26 Jul 2019

US govt reinstates death penalty after a two-decade hiatus

7:10 am on 26 July 2019

The US Justice Department has reinstated a two-decades long dormant policy allowing the federal government's use of capital punishment and immediately scheduled the executions for five death row federal inmates.

The death chamber at the Georgia Diagnostic Prison in Jackson, Georgia.

The death chamber at the Georgia Diagnostic Prison in Jackson, Georgia. Photo: AFP

"Congress has expressly authorised the death penalty through legislation adopted by the people's representatives in both houses of Congress and signed by the president," Attorney General William Barr said in a statement.

"The Justice Department upholds the rule of law and we owe it to the victims and their families to carry forward the sentence imposed by our justice system."

The last federal execution took place in 2003. Since then, protracted litigation over the drugs historically used in lethal injection executions prevented the government from continuing the practice, according to Justice Department officials.

US Attorney General William Barr.

US Attorney General William Barr. Photo: AFP

President Donald Trump has called for increasing the use of the death penalty for drug traffickers and mass shooters, a request the department has since laid the groundwork to carry out.

Early on in his administration, former Attorney General Jeff Sessions ordered the Federal Bureau of Prisons to examine what steps might be required to resume the use of the death penalty, a Justice Department official said.

In March 2018, Sessions also called on federal prosecutors to seek the death penalty when bringing cases against drug dealers and traffickers as part of a strategy to help combat the opioid crisis.

In May, the department's Office of Legal Counsel took steps to make it easier for states to carry out executions by declaring that the Food and Drug Administration lacked the power to regulate lethal injection drugs.

The Senate Judiciary Committee's Ranking Democrat Dianne Feinstein said Thursday's announcement was wrong.

"The federal government should be leading the effort to end this brutal and often cruel punishment, not advocating for its return. It's time we evolve and put this terrible practice behind us," she said.

US public support for the death penalty had declined since the 1990s, according to opinion polls, and all European Union nations had abolished it.

UN Secretary-General Antonio Guterres believes the practice should not happen anywhere, spokesperson Farhan Haq said.
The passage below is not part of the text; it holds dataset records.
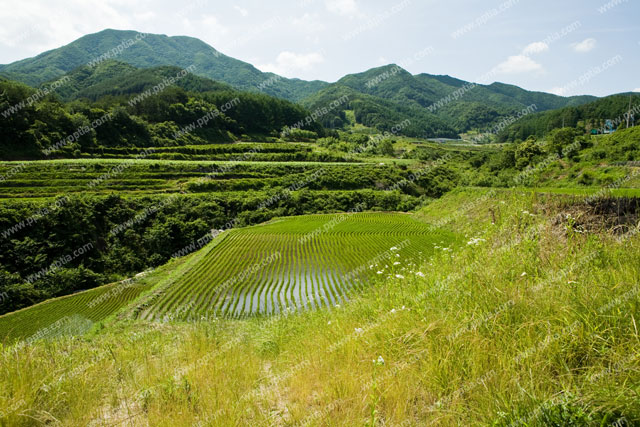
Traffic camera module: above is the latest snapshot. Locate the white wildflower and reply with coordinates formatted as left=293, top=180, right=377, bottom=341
left=466, top=237, right=486, bottom=246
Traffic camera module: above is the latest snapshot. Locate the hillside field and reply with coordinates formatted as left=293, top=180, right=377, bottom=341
left=0, top=212, right=455, bottom=342
left=0, top=189, right=638, bottom=425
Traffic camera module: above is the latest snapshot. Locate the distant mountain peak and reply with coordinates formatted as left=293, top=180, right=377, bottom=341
left=0, top=28, right=599, bottom=136
left=0, top=29, right=327, bottom=102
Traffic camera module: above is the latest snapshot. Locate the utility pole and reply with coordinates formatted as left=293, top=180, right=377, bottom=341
left=627, top=94, right=632, bottom=128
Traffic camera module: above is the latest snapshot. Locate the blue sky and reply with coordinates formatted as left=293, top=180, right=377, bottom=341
left=0, top=0, right=638, bottom=96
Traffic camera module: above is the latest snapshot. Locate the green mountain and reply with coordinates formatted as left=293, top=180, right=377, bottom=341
left=303, top=64, right=597, bottom=137
left=1, top=30, right=599, bottom=137
left=497, top=93, right=640, bottom=141
left=46, top=60, right=233, bottom=101
left=0, top=29, right=327, bottom=102
left=301, top=84, right=459, bottom=138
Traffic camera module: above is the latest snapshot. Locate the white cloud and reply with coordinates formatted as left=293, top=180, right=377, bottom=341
left=634, top=88, right=640, bottom=93
left=572, top=38, right=596, bottom=53
left=549, top=87, right=567, bottom=96
left=494, top=55, right=543, bottom=74
left=0, top=1, right=133, bottom=55
left=233, top=6, right=248, bottom=17
left=325, top=0, right=358, bottom=16
left=522, top=41, right=548, bottom=56
left=258, top=51, right=325, bottom=77
left=292, top=13, right=325, bottom=33
left=194, top=14, right=229, bottom=43
left=134, top=11, right=156, bottom=22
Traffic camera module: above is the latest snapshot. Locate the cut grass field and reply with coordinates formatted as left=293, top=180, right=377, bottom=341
left=0, top=189, right=638, bottom=425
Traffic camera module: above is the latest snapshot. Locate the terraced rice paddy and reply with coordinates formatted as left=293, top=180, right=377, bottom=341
left=0, top=278, right=149, bottom=343
left=140, top=212, right=456, bottom=320
left=0, top=212, right=455, bottom=341
left=0, top=159, right=377, bottom=198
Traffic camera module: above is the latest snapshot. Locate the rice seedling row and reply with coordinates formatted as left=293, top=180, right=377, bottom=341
left=0, top=280, right=150, bottom=342
left=142, top=212, right=456, bottom=320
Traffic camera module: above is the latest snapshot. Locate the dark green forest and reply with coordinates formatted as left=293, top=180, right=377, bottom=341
left=0, top=65, right=323, bottom=159
left=497, top=93, right=640, bottom=142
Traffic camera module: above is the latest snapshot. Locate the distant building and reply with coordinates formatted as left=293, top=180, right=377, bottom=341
left=603, top=119, right=616, bottom=134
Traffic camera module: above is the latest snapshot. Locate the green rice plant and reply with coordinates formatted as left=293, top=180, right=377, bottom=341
left=140, top=212, right=456, bottom=320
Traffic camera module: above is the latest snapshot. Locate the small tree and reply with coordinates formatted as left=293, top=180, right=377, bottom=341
left=515, top=137, right=543, bottom=169
left=546, top=128, right=575, bottom=156
left=378, top=139, right=395, bottom=156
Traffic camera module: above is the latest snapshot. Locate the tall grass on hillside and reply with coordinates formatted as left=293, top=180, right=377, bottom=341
left=0, top=189, right=638, bottom=426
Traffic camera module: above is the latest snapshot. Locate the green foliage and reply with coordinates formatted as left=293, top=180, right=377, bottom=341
left=514, top=137, right=543, bottom=170
left=498, top=93, right=640, bottom=142
left=0, top=158, right=438, bottom=314
left=0, top=70, right=322, bottom=158
left=0, top=29, right=327, bottom=101
left=302, top=64, right=595, bottom=137
left=282, top=129, right=318, bottom=142
left=0, top=190, right=639, bottom=425
left=546, top=128, right=576, bottom=156
left=301, top=84, right=458, bottom=138
left=53, top=61, right=233, bottom=101
left=378, top=139, right=395, bottom=156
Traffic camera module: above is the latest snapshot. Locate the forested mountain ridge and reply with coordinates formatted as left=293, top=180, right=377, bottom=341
left=1, top=29, right=603, bottom=139
left=498, top=93, right=640, bottom=141
left=300, top=83, right=460, bottom=138
left=0, top=64, right=323, bottom=159
left=45, top=60, right=234, bottom=101
left=302, top=64, right=597, bottom=136
left=0, top=29, right=327, bottom=102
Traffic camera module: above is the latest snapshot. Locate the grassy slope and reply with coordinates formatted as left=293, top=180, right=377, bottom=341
left=0, top=189, right=638, bottom=425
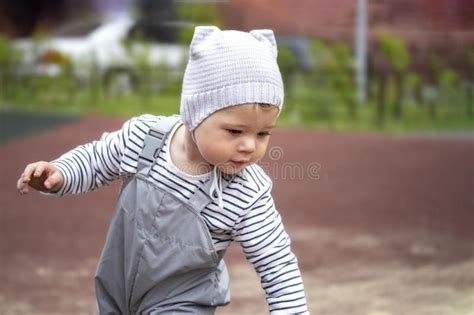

"All the countries that continue to impose the death penalty on the population are flying in the face of what the UN believes is the principled position to end this sort of penalty once and for all," Mr Haq told reporters.

There are also deep divisions on the US Supreme Court over the death penalty and how it is implemented.

Some liberal justices have said that capital punishment as currently employed in the United States may run afoul of the Constitution's Eighth Amendment ban on cruel and unusual punishment. They have also raised questions over lethal injection.

But the conservative-majority court, with two justices appointed by Mr Trump, has given little indication of being willing to rule the death penalty unconstitutional.

Five executions

There are 62 federal inmates on death row, including Dzhokhar Tsarnaev, who planted a deadly bomb at the Boston Marathon in 2013.

The Justice Department said it has scheduled executions for five federal inmates who had been convicted of horrific murders and sex crimes, with more planned in the future.

All five will be executed by lethal injection using a single drug - pentobarbital.

Since 2010, 14 states have switched to using pentobarbital to carry out more than 200 executions, after they were unable to obtain the chemicals needed to execute people using a drug cocktail.

Those inmates include Daniel Lewis Lee, a white supremacist who was convicted in Arkansas for murdering a family of three, including an eight-year-old girl.

Another is Lezmond Mitchell, who was found guilty by a jury in Arizona of stabbing a 63-year-old grandmother and forcing her young granddaughter to sit next to her lifeless body on a car journey before slitting the girl's throat.

The other three inmates who will be executed are Wesley Ira Purkey, who raped and murdered a teenaged girl, Alfred Bourgeois, who sexually molested and killed his young daughter, and Dustin Lee Honken, who shot and killed five people.

Lee will be the first one to be executed, with the date set for 9 December, 2019.

"Each of these inmates has exhausted their appellate and post-conviction remedies," the department said.